A complete bound set of the legendary fanzine, The Fantasy Fan, edited by Charles D. Hornig
The complete auction catalog can be downloaded here.
Friday through Sunday, the dealer room will be buzzing, with
roughly 100 dealers from the U.S., Canada and the U.K. displaying pulps,
vintage paperbacks, science fiction, fantasy and mystery hardcovers, golden and
silver age comics, original illustration art, and movie memorabilia.
Acclaimed artist and pulp enthusiast Mark Wheatley willhave an extensive gallery show. In the spotlight will be his illustrations for Swords Against the Moon Men, part of the new “Wild Adventures of Edgar Rice Burroughs” series published by Edgar Rice Burroughs, Inc.
The inked originals will be framed and presented along with high
quality, full size Giclée prints of the digital paintings, offering a unique
chance to see the entire set of illustrations for the book in one place. This
is made possible because a single collector purchased all the art for the book
and is allowing it to be displayed for the public.
The show also will feature artwork from the pulp Planet Stories, pulp and paperback art with a Chicago connection, and a unique display of original photographs featuring pulp authors, artists and publishers.
And Sunday morning will see the new Director of Publishing for
Edgar Rice Burroughs, Inc., Christopher Paul Carey, leading a panel on the
exciting things planned from ERB, Inc., followed by “New Pulp Sunday,”
programming devoted to the vibrant and colorful world of New Pulp organized by
Ron Fortier of Airship 27 Productions.
Will Kevin Standlee realize his dream to bring Westercon to
Fresh off hosting the 2018 Worldcon, San Francisco Science Fiction Conventions, Inc. has filed a bid to host the 2021 West Coast Science Fantasy Conference (Westercon 74) in Tonopah, Nevada.

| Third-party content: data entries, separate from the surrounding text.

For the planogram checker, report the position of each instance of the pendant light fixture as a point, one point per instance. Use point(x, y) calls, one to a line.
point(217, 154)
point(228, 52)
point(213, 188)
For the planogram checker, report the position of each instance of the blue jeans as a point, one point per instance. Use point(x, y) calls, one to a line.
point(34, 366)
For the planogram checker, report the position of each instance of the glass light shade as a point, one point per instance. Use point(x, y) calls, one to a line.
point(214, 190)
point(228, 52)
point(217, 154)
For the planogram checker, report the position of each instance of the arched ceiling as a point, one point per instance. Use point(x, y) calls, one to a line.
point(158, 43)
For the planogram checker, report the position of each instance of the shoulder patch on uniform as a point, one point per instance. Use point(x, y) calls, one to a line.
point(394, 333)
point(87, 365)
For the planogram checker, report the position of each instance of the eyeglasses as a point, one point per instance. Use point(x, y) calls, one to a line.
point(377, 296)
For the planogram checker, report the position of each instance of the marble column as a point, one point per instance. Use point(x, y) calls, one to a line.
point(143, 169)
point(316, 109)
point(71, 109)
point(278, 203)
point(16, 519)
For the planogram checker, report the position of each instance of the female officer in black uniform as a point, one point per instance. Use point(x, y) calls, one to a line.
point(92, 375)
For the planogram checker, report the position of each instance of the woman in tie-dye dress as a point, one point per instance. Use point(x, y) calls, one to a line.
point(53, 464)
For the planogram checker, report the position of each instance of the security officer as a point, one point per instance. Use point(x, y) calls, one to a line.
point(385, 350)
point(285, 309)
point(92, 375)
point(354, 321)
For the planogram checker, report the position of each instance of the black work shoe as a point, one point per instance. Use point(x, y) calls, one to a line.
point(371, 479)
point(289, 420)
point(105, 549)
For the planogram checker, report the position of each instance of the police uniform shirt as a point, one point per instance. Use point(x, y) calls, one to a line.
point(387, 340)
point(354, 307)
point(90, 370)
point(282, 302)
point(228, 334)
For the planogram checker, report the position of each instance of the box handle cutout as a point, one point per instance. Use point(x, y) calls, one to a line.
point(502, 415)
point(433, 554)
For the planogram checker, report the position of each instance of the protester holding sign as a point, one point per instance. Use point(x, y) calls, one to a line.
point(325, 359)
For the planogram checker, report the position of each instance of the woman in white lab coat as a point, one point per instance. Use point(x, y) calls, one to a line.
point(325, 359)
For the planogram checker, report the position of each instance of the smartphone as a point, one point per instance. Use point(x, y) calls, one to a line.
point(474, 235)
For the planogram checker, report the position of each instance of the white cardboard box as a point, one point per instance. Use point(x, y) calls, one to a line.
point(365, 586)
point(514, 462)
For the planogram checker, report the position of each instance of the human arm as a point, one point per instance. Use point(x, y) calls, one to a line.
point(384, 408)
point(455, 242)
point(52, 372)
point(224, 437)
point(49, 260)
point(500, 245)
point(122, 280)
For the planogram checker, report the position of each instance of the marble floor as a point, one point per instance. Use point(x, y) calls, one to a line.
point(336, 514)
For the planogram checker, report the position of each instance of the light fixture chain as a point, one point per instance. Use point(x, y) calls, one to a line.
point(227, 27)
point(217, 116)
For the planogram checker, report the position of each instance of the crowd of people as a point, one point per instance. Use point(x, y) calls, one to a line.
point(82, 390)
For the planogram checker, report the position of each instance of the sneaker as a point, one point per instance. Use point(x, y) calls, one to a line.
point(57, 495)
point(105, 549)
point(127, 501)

With Kevin Standlee as the bid chair, and Bruce Farr as treasurer, they propose to hold the con from July 2-5 at the Tonopah Convention Center and nearby hotels.

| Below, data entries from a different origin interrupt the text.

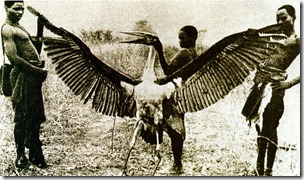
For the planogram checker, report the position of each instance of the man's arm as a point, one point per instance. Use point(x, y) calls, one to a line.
point(11, 52)
point(286, 84)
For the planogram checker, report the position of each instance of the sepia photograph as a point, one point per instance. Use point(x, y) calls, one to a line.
point(141, 88)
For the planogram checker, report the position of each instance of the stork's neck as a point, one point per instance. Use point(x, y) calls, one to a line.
point(149, 73)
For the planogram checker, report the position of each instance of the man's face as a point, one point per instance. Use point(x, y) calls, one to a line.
point(184, 40)
point(15, 12)
point(284, 17)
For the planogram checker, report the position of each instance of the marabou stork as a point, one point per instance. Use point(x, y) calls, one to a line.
point(211, 76)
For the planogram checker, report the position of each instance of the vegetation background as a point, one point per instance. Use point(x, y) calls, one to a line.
point(80, 142)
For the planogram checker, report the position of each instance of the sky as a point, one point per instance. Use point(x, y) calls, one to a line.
point(219, 18)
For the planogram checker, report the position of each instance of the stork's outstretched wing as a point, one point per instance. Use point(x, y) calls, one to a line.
point(86, 75)
point(225, 66)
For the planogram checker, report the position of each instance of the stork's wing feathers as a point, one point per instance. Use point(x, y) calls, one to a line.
point(224, 66)
point(88, 76)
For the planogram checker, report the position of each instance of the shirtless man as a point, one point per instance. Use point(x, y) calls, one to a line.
point(174, 121)
point(26, 79)
point(273, 72)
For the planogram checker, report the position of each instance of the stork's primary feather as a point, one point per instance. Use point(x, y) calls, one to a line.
point(224, 66)
point(86, 75)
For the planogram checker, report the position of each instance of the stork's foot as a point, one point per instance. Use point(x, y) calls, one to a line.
point(22, 162)
point(177, 168)
point(268, 172)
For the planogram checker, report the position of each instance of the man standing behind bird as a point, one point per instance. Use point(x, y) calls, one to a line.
point(26, 79)
point(272, 72)
point(174, 121)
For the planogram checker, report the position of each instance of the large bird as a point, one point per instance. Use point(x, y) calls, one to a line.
point(210, 77)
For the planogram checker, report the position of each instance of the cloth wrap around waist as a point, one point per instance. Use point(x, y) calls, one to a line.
point(27, 97)
point(264, 76)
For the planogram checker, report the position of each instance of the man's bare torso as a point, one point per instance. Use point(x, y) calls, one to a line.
point(22, 41)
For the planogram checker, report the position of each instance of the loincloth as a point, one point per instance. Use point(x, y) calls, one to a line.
point(264, 76)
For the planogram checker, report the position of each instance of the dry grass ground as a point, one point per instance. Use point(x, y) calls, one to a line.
point(79, 142)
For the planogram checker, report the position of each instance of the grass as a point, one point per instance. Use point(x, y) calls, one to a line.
point(80, 142)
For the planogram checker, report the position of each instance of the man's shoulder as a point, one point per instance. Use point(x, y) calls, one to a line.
point(7, 29)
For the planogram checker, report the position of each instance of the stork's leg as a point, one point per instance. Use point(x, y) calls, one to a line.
point(177, 148)
point(136, 133)
point(157, 151)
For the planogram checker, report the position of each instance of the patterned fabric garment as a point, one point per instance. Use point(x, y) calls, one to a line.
point(27, 97)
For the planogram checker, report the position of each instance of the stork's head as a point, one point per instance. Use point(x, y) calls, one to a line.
point(142, 38)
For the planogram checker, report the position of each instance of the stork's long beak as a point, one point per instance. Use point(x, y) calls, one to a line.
point(143, 37)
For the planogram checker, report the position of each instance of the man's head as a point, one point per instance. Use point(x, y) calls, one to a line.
point(187, 36)
point(287, 14)
point(14, 10)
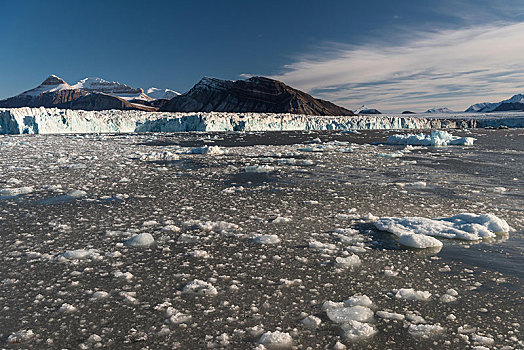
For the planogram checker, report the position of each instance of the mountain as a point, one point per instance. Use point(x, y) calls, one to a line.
point(256, 94)
point(439, 110)
point(515, 103)
point(366, 110)
point(164, 94)
point(88, 94)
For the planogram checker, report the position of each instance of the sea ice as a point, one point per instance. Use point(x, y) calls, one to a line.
point(346, 314)
point(350, 261)
point(20, 336)
point(355, 330)
point(437, 138)
point(411, 294)
point(259, 169)
point(266, 239)
point(199, 287)
point(358, 300)
point(425, 330)
point(416, 240)
point(141, 240)
point(311, 322)
point(211, 150)
point(276, 340)
point(10, 192)
point(462, 226)
point(79, 254)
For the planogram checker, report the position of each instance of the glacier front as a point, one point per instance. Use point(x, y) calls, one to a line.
point(59, 121)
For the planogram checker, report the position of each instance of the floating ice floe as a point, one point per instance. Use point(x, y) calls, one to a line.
point(436, 138)
point(311, 322)
point(358, 300)
point(11, 192)
point(419, 241)
point(411, 294)
point(351, 313)
point(158, 156)
point(259, 169)
point(355, 330)
point(20, 336)
point(141, 240)
point(215, 226)
point(211, 150)
point(425, 330)
point(276, 340)
point(80, 254)
point(462, 226)
point(350, 261)
point(199, 287)
point(266, 239)
point(390, 315)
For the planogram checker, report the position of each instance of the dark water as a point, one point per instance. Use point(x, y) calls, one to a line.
point(203, 211)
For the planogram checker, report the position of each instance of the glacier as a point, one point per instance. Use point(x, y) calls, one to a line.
point(42, 120)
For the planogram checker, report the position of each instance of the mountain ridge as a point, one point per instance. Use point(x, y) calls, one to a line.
point(256, 94)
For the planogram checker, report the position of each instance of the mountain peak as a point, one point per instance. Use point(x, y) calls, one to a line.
point(53, 80)
point(256, 94)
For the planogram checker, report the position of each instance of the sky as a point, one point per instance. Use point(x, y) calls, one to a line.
point(390, 55)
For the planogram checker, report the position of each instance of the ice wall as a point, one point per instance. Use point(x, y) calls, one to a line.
point(57, 121)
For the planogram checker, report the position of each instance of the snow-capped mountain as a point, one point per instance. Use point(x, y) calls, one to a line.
point(515, 103)
point(256, 94)
point(367, 110)
point(439, 110)
point(91, 94)
point(164, 94)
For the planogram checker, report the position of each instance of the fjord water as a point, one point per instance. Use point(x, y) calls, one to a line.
point(253, 233)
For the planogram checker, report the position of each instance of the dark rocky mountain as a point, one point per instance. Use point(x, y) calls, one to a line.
point(515, 103)
point(257, 94)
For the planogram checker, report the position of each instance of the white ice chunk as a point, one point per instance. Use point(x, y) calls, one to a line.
point(276, 340)
point(211, 150)
point(462, 226)
point(311, 322)
point(411, 294)
point(352, 313)
point(419, 241)
point(350, 261)
point(425, 330)
point(259, 169)
point(8, 192)
point(355, 330)
point(199, 287)
point(266, 239)
point(362, 300)
point(141, 240)
point(390, 315)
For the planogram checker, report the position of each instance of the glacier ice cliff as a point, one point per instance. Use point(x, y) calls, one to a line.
point(59, 121)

In case there are any doubts that they mean business, they reassure everyone:
Tonopah is a serious bid. While the town itself is somewhat smaller than the typical Westercon site, the town has expressed its enthusiasm for hosting us, and we think it has the right mix of facilities to accommodate a small but entertaining and affordable Westercon.
We have filed our bid with Westercon 72 (SpikeCon) in Layton, Utah. You can read our complete filing here.
With site selection voting to take place less than three months from now at SpikeCon (Westercon 72), Tonopah isn’t selling “pre-supporting” memberships — but donations are welcomed.
The bid’s web site is here. Not only is there a wealth of detail about the facilities and local attractions, you’ll find your time repaid by the amusing fanwriting. For example, the myriad transportation options include horse rental (price quoted!), or for those driving, an attractive alternative route:
The primary access to Tonopah is by highways US-95 and US-6; however, there are interesting alternative routes and side trips along the way
From Las Vegas and points south: US-95 north, or take the alternative route via US-93 and the Extraterrestrial Highway and stop by the Little A’Le’Inn. (Convention not responsible for alien abductions or misadventures at Area 51.)